Fast forward nearly 30 years, creatine has become one of the most researched supplements on the planet, and it has a safety profile that is exemplary. Most people who use it are men who strength train simply because that’s typically who it’s marketed towards; however, this article is to educate on the many other potential benefits of creatine supplementation and how it may apply to you.
Creatine is an amino acid derivative constructed from arginine, glycine and methionine. It is produced naturally by the body in the kidneys, liver, and pancreas at a rate of about 1-2 grams/day. Creatine can also be obtained from food (particularly red meat) and supplementation.
The uptake of creatine into muscle cells is an active process. 90-95% of creatine in the body is found in muscle.

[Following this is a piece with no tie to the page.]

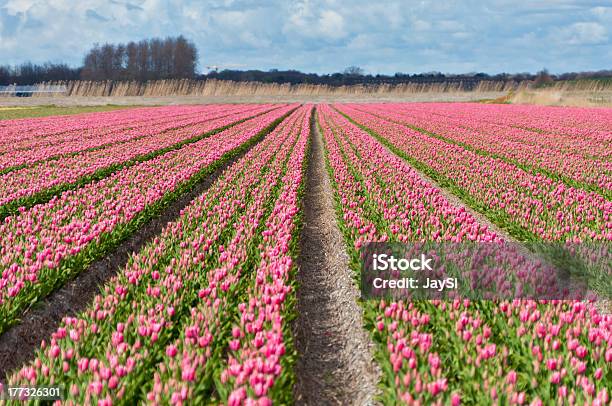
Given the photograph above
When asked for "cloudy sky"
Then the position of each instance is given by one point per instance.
(322, 36)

I remember reading research several years back about how creatine is showing promise as a therapeutic ingredient for several diseases. Cancer, Alzheimers, sarcopenia, and osteoporosis were some of the science back then and some of potential innovative applications of creatine supplementation. Additionally there was some science pointing to cognitive and hydration benefits of creatine as well. I remember thinking to myself, “if I can pick some additional benefits beyond athletic performance, recovery, and maintaining lean muscle mass, I’m just going to continue to take it for the rest of my life, especially with the potential multitude of benefits related to aging well. Even more recently, creatine is showing promise as a immune health enhancer as well and may even be helpful for those suffering from respiratory viruses. Here’s a link to a cool research article about creatine improving immunotherapies.
So from a 30,000 foot view, creatine appears to safely and effectively help promote these qualities:
Look, very few foods, ingredients, supplements, etc…..have as much of a multi-factorial benefit quite like Creatine. At 5g/day, people from many walks of life can experience benefits from creatine supplementation; however, never outsource your other healthy lifestyle habits that you should be focusing on to just taking a supplement. That’s silly and unwise. Eat a balanced diet, drink at least 1/2 your bodyweight in ounces of water daily, strength train, be active in life, get good sleep, and supplement intelligently. That’s how you do it right.